El gigante ruso ya venía de sufrir en sus propias carnes un esquema de alta intensidad en Denver, y tuvo la suerte de que al llegar aquí se encontró algo para lo que está mucho más preparado.
La defensa de los Cavaliers de los bloqueos directos ha mejorado considerablemente, también porque Love no es un defensor tan terrible como su reputación indica. Es indiscutible que necesita jugar con un pívot que le ayude, y que necesita un sistema poco especulativo. Él no puede sostener una defensa ni ser un factor en toda la pista, pero defendiendo con otro al lado es inteligente para canalizar a los rivales a la zona adecuada, y aguantar con fuerza las continuaciones de los interiores. Ahora mismo no es una debilidad que los ataques rivales puedan explotar, salvo quizá, aquellos equipos con un exterior de élite con muy buen tiro.

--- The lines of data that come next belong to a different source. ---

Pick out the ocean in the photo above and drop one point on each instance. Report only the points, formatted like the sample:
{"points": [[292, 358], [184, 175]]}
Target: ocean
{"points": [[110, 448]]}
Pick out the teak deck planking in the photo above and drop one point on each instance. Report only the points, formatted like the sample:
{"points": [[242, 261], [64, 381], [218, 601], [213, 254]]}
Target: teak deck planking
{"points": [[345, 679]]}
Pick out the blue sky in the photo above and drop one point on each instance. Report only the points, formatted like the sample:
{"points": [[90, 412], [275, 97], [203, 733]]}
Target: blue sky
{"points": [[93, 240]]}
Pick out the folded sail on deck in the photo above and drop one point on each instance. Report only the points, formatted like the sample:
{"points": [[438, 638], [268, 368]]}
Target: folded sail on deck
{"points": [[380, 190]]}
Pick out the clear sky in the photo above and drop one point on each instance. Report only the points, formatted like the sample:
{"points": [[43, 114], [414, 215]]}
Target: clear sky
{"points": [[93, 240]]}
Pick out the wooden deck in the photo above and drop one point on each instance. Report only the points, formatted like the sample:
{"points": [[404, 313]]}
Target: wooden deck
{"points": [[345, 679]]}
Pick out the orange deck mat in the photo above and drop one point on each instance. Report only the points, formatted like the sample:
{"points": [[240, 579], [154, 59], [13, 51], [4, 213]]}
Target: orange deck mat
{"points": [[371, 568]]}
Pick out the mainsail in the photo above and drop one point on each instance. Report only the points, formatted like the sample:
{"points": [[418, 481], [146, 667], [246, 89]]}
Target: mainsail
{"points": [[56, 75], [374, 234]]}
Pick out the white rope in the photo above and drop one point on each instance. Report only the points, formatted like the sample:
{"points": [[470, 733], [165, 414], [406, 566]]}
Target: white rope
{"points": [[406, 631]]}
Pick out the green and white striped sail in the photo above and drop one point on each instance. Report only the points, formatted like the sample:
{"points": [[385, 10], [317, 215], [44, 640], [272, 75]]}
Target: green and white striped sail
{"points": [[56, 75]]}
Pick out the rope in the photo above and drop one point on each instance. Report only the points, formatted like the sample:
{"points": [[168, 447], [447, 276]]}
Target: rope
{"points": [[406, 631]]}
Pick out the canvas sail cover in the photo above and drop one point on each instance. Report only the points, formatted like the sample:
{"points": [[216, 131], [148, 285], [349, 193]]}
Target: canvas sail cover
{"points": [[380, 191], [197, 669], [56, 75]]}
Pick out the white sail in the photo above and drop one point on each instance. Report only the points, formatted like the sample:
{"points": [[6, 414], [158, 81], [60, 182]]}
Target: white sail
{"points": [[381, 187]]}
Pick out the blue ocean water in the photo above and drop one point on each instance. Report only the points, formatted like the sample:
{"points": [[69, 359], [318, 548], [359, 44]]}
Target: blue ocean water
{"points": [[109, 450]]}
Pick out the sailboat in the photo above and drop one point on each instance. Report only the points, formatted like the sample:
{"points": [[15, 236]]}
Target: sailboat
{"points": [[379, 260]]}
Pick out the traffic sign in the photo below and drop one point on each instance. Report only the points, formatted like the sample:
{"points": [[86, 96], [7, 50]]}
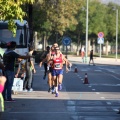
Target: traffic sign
{"points": [[100, 40], [100, 34], [66, 41]]}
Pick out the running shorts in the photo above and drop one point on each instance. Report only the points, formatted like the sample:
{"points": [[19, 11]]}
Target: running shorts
{"points": [[1, 103], [57, 72]]}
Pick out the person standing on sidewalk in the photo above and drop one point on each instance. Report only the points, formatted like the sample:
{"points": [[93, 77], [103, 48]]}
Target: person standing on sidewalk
{"points": [[91, 57], [43, 56], [9, 58], [30, 70]]}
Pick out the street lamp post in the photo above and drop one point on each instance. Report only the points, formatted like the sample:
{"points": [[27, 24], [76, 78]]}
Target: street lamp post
{"points": [[116, 33], [86, 33]]}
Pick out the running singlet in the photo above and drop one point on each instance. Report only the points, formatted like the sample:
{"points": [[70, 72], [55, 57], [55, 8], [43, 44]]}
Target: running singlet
{"points": [[57, 63], [1, 88]]}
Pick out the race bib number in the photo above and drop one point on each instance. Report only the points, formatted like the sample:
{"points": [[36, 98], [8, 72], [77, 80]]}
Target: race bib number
{"points": [[57, 65]]}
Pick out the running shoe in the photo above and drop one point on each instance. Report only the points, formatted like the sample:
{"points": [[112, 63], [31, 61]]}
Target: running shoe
{"points": [[59, 87], [56, 95], [25, 90]]}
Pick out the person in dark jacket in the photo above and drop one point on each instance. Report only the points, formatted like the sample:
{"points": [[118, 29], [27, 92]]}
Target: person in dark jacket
{"points": [[91, 57]]}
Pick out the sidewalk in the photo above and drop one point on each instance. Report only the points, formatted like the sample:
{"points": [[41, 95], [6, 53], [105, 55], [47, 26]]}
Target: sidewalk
{"points": [[97, 60]]}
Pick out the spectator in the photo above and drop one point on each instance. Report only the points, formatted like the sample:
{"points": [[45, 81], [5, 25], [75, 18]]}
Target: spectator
{"points": [[9, 58], [2, 83], [91, 57], [30, 69], [83, 53]]}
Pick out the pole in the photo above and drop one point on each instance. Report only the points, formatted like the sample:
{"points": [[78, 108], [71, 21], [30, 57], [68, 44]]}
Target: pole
{"points": [[116, 33], [86, 33]]}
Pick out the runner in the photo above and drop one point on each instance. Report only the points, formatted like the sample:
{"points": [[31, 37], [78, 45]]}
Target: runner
{"points": [[48, 68], [57, 71], [43, 56]]}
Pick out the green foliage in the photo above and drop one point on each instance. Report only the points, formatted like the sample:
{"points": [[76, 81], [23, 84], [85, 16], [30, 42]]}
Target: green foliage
{"points": [[10, 10]]}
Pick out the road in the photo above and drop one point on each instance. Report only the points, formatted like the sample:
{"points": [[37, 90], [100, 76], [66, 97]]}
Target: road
{"points": [[98, 100]]}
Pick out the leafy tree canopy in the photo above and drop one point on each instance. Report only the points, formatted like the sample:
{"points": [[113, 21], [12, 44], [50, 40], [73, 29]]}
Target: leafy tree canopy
{"points": [[11, 10]]}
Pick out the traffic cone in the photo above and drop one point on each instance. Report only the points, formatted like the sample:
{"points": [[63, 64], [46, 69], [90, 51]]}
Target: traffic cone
{"points": [[86, 79], [75, 71]]}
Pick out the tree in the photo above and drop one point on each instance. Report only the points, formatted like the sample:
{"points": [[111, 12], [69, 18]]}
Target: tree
{"points": [[10, 10]]}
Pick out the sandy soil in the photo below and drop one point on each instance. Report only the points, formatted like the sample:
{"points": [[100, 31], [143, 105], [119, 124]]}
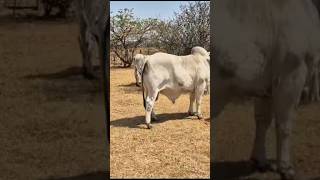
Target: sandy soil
{"points": [[51, 118], [177, 147]]}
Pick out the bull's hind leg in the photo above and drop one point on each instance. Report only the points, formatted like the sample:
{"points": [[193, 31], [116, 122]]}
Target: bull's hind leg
{"points": [[286, 93], [150, 100], [199, 94], [263, 118], [192, 110]]}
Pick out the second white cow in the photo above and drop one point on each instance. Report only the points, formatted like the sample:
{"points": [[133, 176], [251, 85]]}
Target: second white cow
{"points": [[172, 76]]}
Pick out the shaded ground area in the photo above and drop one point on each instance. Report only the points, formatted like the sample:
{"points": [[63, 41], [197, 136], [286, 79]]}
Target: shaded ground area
{"points": [[51, 118], [234, 135], [177, 147]]}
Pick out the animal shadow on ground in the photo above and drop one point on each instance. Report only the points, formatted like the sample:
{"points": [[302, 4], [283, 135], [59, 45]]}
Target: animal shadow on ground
{"points": [[229, 170], [133, 122], [91, 176], [131, 88], [65, 84], [71, 71]]}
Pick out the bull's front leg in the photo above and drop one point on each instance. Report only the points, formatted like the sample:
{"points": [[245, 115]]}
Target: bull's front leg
{"points": [[263, 118], [150, 100], [192, 111], [199, 95], [284, 129]]}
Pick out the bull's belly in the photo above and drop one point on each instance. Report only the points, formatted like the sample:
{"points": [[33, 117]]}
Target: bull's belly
{"points": [[174, 94]]}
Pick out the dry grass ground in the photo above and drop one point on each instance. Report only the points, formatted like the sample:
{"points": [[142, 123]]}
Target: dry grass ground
{"points": [[51, 119], [177, 146]]}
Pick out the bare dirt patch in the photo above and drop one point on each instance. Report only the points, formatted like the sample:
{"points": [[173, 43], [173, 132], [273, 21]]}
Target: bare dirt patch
{"points": [[234, 136], [51, 118]]}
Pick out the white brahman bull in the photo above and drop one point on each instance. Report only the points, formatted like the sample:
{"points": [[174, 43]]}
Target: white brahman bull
{"points": [[260, 50], [173, 75]]}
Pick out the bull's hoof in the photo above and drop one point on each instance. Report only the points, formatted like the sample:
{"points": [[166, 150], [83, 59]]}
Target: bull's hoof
{"points": [[89, 76], [149, 126], [154, 118], [261, 166], [200, 116], [192, 113], [288, 174]]}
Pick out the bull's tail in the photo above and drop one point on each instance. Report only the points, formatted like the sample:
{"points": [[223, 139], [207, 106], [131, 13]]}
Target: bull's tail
{"points": [[142, 73]]}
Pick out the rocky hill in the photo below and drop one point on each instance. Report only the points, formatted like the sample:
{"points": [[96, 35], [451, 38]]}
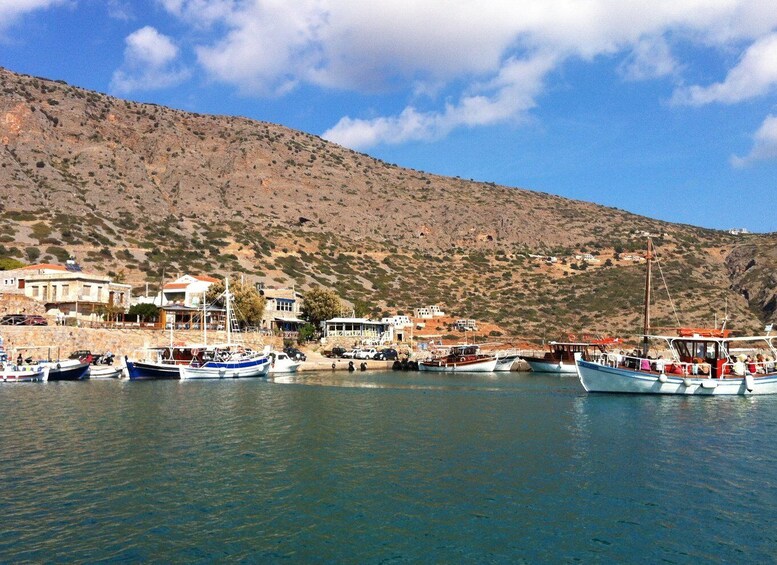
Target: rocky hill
{"points": [[142, 191]]}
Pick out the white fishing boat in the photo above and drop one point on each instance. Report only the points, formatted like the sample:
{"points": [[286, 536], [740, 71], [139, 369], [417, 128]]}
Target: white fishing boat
{"points": [[505, 360], [281, 363], [460, 359], [12, 373], [694, 362], [228, 360], [105, 371]]}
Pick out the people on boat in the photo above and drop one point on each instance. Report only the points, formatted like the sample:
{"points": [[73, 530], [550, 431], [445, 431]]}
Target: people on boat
{"points": [[739, 368]]}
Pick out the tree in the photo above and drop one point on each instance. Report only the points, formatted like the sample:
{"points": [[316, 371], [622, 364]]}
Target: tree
{"points": [[247, 303], [321, 304]]}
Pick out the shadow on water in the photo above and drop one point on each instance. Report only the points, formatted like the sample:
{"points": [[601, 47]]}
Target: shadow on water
{"points": [[376, 466]]}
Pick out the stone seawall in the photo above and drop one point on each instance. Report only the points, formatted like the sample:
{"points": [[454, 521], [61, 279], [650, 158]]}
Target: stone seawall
{"points": [[62, 340]]}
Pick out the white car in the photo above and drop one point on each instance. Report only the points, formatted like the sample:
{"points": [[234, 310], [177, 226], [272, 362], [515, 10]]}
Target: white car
{"points": [[366, 353]]}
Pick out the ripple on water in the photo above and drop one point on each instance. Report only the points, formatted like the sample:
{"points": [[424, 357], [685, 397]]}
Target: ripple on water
{"points": [[382, 467]]}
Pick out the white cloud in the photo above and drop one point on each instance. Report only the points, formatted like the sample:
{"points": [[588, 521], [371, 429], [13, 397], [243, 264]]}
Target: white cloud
{"points": [[428, 48], [12, 10], [149, 63], [754, 75], [764, 146]]}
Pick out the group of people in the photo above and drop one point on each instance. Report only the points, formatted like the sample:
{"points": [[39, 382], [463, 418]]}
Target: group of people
{"points": [[747, 365]]}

La asignatura pendiente de los Cavs es prestar atención constante a lo que ocurre sin balón. Todos sus jugadores exteriores se toman jugadas de descanso en defensa, cuando no tienen una predisposición más bien dudosa hacia ella. Si te tomas tu tiempo pasando alrededor de la defensa de Cleveland, puedes sacar rédito.
Otra diferencia con Miami, y consecuencia directa del cambio de tono, es que los Cavaliers no fuerzan muchas pérdidas. No son un grupo intenso en defensa, y el cuerpo técnico les prefiere no arriesgando. Con Shumpert y Dellavedova en pista sí que tienen que andar con más cuidado los conductores de balón rivales.
Los Celtics en ataque
Boston es uno de los equipos que se ha sumado últimamente al carro del baloncesto fluido, dando libertad y espacio a sus jugadores en un sistema que más que jugadas concretas, pide de ellos que lean la defensa y la posición de sus compañeros, y reaccionen. Hay que decidir y moverse rápidos, ser solidario, y tener todo el tiro posible, para que el espacio haga las cosas más fáciles.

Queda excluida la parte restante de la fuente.